Her work at said thrift store has Ferrin pricing donated goods. But seeing the award, she found the price to be less numerical and more intangible. The man to whom the medal rightfully belonged had died three decades ago, so she gave it to a family that felt very surprised – for multiple reasons.
A Purple Heart turns up at a thrift store in Arizona
Perhaps it’s most fitting that this award should turn up at a thrift store in the city of Phoenix so it too could rise from long-forgotten ashes. All this is thanks to Teresa Ferrin, who was on call when someone turned in several military awards, making special note of the Purple Heart amongst them.
Ferrin examined the medal and saw it actually had a name on the back. After some careful deciphering, she made out a name: Erik Karl Blauberg. But her work was not done yet.
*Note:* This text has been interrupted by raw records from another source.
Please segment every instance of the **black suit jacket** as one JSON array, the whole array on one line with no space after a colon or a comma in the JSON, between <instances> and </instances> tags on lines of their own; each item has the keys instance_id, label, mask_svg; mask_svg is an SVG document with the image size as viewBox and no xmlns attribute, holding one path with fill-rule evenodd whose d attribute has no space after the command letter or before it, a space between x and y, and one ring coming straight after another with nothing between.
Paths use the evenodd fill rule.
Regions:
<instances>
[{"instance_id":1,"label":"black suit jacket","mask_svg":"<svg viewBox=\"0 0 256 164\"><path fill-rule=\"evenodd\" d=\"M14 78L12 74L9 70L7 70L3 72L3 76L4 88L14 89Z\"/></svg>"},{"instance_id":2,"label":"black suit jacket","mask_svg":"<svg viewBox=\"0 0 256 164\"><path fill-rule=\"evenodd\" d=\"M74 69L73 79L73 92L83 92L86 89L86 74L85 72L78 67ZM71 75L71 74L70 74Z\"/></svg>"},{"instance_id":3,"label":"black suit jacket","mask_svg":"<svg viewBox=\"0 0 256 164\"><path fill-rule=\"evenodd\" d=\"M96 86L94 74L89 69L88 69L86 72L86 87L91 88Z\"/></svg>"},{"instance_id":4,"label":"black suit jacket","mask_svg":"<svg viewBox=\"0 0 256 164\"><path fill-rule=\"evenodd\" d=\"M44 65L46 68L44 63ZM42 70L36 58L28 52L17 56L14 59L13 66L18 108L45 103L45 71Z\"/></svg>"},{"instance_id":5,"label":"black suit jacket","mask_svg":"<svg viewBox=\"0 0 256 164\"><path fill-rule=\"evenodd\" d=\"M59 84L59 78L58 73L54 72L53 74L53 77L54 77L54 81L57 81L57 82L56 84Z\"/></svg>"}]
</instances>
Next, she conducted research and made phone calls to learn he’d been a veteran of the Korean War. His involvement there led to him receiving the Purple Heart, awarded to those injured or killed in the line of duty. Blauberg had not actually been killed in the line of duty, but he had died in 1988 at the age of 58. He’d been a resident of Apache Junction, Arizona at the time, but Ferrin’s self-appointed work would take her outside of state lines.
A family forges connections several decades later
In total, Blauberg had had eight children; Ferrin was able to contact Lisa Walker, resident of Florida. It was she who informed Ferrin that Blauberg had actually left the family when Walker was young. Her mother had to take care of all eight children on her own after Blauberg left the family with nothing.
So, it was surprising and bittersweet to hear from Ferrin as the appraiser hoped to return the Purple Heart to its home. That’s because Blauberg’s estranged family hadn’t even known he’d received a Purple Heart. It doesn’t make up for lost time, but for Walker, the medal represented something equally powerful: “I can’t believe someone went above and beyond like Teresa did, and didn’t give up to find us.”
Likewise, for Ferrin, doing this was not even a question. “I thought, if it was my father’s, I’d certainly want someone to return it to me,” she explained, as the daughter of another Korean War veteran herself. “I just felt the family needed to have that.”